Neuapostolische Christen

Vier Bochumer neuapostolische Gemeinden gehen zusammen

Rainer Storck predigte zum Zusammenschluss von vier neuapostolischen Gemeinden im Südwesten.

Rainer Storck predigte zum Zusammenschluss von vier neuapostolischen Gemeinden im Südwesten.

Foto: Ingo Otto / FUNKE Foto Services

Weitmar.  Da es immer weniger Nachwuchs gibt, schließen sich vier Bochumer neuapostolische Gemeinden im Südwesten zusammen. Mitglieder werden immer älter.

Aus vier Gemeinden entsteht die neue neuapostolische Gemeinde „Bochum-Südwest“. Das feierten nun etwa 280 Mitglieder der vier ehemaligen Gemeinden Bochum-Höntrop, Bochum-Linden, Bochum-Weitmar und Bochum-Wiemelhausen mit einem festlichen Gottesdienst im Gemeindehaus An der Landwehr 24.

Rainer Storck, Präsident der Neuapostolischen Gemeinden in Westdeutschland leitete den formellen Abschieds- und Gründungsgottesdienst in der Kirche.

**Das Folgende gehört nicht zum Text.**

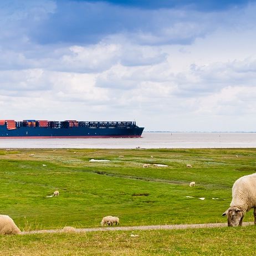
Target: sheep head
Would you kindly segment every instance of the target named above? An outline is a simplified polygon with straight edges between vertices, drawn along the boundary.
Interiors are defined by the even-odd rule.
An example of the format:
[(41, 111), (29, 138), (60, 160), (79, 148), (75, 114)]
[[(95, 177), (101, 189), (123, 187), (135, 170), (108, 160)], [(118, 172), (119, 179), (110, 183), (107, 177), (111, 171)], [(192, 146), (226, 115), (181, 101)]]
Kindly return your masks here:
[(229, 207), (223, 214), (222, 216), (227, 216), (228, 217), (228, 226), (237, 227), (242, 225), (240, 221), (242, 219), (244, 214), (243, 212), (236, 206)]

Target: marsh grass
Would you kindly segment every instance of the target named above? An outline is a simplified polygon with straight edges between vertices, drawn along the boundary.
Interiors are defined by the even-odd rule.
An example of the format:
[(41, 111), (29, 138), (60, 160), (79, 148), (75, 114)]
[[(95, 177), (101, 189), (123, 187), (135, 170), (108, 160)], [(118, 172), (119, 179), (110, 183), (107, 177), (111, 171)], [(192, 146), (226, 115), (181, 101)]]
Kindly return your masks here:
[[(89, 162), (91, 158), (110, 161)], [(255, 159), (255, 149), (2, 149), (0, 212), (10, 216), (22, 231), (99, 227), (107, 215), (118, 216), (122, 226), (226, 222), (222, 214), (231, 201), (232, 186), (239, 177), (256, 172)], [(144, 163), (151, 166), (142, 168)], [(191, 181), (196, 182), (194, 187), (189, 187)], [(57, 190), (59, 197), (47, 197)], [(252, 212), (244, 219), (252, 221)], [(235, 245), (232, 247), (229, 235), (235, 230), (245, 238), (232, 238)], [(239, 243), (254, 246), (252, 235), (245, 237), (247, 233), (256, 234), (253, 227), (244, 227), (141, 231), (139, 238), (134, 238), (136, 240), (131, 240), (128, 232), (1, 237), (6, 245), (1, 243), (0, 252), (24, 255), (228, 255)], [(106, 242), (107, 234), (110, 240)], [(49, 247), (44, 248), (45, 244)], [(12, 254), (19, 246), (24, 254)], [(246, 248), (242, 247), (242, 255), (248, 255)]]
[[(137, 237), (131, 237), (131, 234)], [(254, 227), (0, 236), (1, 255), (250, 255)]]

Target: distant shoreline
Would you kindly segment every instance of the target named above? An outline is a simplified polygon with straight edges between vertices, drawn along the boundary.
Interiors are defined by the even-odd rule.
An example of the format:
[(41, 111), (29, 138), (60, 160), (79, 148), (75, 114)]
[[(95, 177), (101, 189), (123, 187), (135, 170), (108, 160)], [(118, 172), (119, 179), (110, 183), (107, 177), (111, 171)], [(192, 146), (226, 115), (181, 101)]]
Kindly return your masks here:
[(167, 133), (190, 133), (190, 134), (254, 134), (256, 131), (144, 131), (145, 132), (167, 132)]

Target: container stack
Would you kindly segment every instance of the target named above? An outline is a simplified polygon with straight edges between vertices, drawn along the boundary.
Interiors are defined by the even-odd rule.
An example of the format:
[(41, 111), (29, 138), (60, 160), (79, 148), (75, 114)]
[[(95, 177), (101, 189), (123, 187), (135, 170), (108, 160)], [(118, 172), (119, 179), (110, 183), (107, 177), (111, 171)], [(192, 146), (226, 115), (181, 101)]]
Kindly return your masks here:
[(14, 120), (6, 120), (6, 123), (8, 130), (16, 129), (16, 122)]
[(48, 120), (38, 120), (37, 121), (37, 126), (47, 127), (48, 126)]
[(69, 127), (78, 127), (78, 122), (76, 120), (66, 120), (69, 124)]

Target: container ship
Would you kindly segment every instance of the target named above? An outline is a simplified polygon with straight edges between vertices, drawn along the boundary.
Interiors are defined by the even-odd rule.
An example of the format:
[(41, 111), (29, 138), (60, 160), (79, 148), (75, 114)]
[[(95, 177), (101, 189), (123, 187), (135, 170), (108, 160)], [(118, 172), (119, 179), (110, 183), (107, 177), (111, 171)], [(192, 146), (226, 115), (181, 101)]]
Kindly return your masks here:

Für die gut 800 Mitglieder der neuen Gemeinde hieß dieser Abend Abschied nehmen von der bisherigen Gemeindestruktur. „Über diesen Zusammenschluss haben wir seit längerem geredet. Wir denken, dass jetzt der richtige Zeitpunkt zur Zusammenführung ist“, erklärte Storck bei der Begrüßung in der bis auf den letzten Platz besetzten Kirche.

In seiner Predigt vertiefte der Präsident das Anliegen. „Es geht nicht darum, die jeweils besten Arbeitskonzepte aus den Gemeinden zusammenzuführen – etwa die einen bei der Jugendarbeit, die anderen mit ihrem musikalischen Wirken – , sondern ein neue Gesamtgemeinde zu schaffen.“

Gemeinsamer Festakt

Den Festakt organisierten die vier bisherigen Gemeinden. So gestaltete ein 35-köpfige Chor, der sich aus Mitgliedern aller Gemeinden zusammensetzte, den Gottesdienst wesentlich mit. Die Leitung übernahm Maik Horstmann.

Der Zusammenschluss hat personelle Folgen. Präsident Storck verabschiedete die ehrenamtlichen Gemeindevorsteher Bodo Hensel (Höntrop), Heinz Augustin (Linden) und Reinhard Scharmin (Wiemelhausen). Heinz-Günter Sippel, bislang Leiter in Weitmar, wurde Vorsteher der neuen Gemeinde. Die nunmehr ehemaligen Vorsteher unterstützen ihn bei der Aufgabe, ebenso wie Ulrich Frost, der neu ernannte Bezirksvorsteher für alle Gemeinden in Bochum.

Warum es zum Zusammenschluss kam, erklärte Pressesprecher Hans-Hermann Buch so: „Wir haben immer weniger Nachwuchs. Die Gemeindemitglieder werden immer älter.“ Da die Kirche in Weitmar die größte ist, wurde sie schon in der Vergangenheit während des mehrjährigen Fusionsprozesses zum Gemeindestandort. Die anderen Häuser schloss man weitestgehend.

Die neue Gemeinde zieht zunächst im zweiten Halbjahr ein paar Monate lang nach Linden um. „Wir errichten einen Anbau an der Kirche und machen sie barrierefrei. Die Bauanträge sind gestellt,“ erklärt Buch dazu. Erst danach heißt es vollkommen Abschied nehmen von den Kirchen in Höntrop, Linden und Wiemelhausen.